Traffic Fines#
Jan, 2023
Open Data Choropleth maps
Background#
To make a data project, first you need data. One possibility is to collect it yourself, making it a quantifying project for a start. Another alternative is to directly ask for the data to the people who have it. And then, there is sometimes the option of downloading it from the internet as open data, which is what I did for this project.
I was curious about what the local government was publishing as open data. The datasets I found were not particularly exciting, much of it was about municipal finances and some demographics. But I came across the information of traffic fines during the last few years, and I thought I would give it a try.

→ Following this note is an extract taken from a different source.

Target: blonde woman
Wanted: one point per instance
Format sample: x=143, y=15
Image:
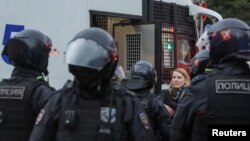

With open data, institutions aim to become more transparent to the public. The data is shared, it is available for anyone to take a look at it, but usually it is not that simple. You need a data project to make sense of it. Once you convert the numbers into graphics and insightful information, only then the data comes alive and you can figure out what is going on.
The data#
I downloaded the CSV files from this link, containing traffic fines in my town from 2018 to 2022.
https://www.gipuzkoairekia.eus/
Show code cell source
# Import packages
import pandas as pd
import numpy as np
import matplotlib.pyplot as plt
import seaborn as sns
import geopandas as gpd
import contextily
from IPython.display import Markdown
# Read the data
usecols=[0, 4, 5, 6, 7, 8] # Useful columns
fines_2018 = pd.read_csv("data/multas_2018.csv", sep=";", decimal=",", usecols=usecols)
fines_2019 = pd.read_csv("data/multas_2019.csv", sep=";", decimal=",", usecols=usecols)
fines_2020 = pd.read_csv("data/multas_2020.csv", sep=";", decimal=",", usecols=usecols)
fines_2021 = pd.read_csv("data/multas_2021.csv", sep=";", decimal=",", usecols=usecols)
fines_2022 = pd.read_csv("data/multas_2022.csv", sep=";", decimal=",", usecols=usecols)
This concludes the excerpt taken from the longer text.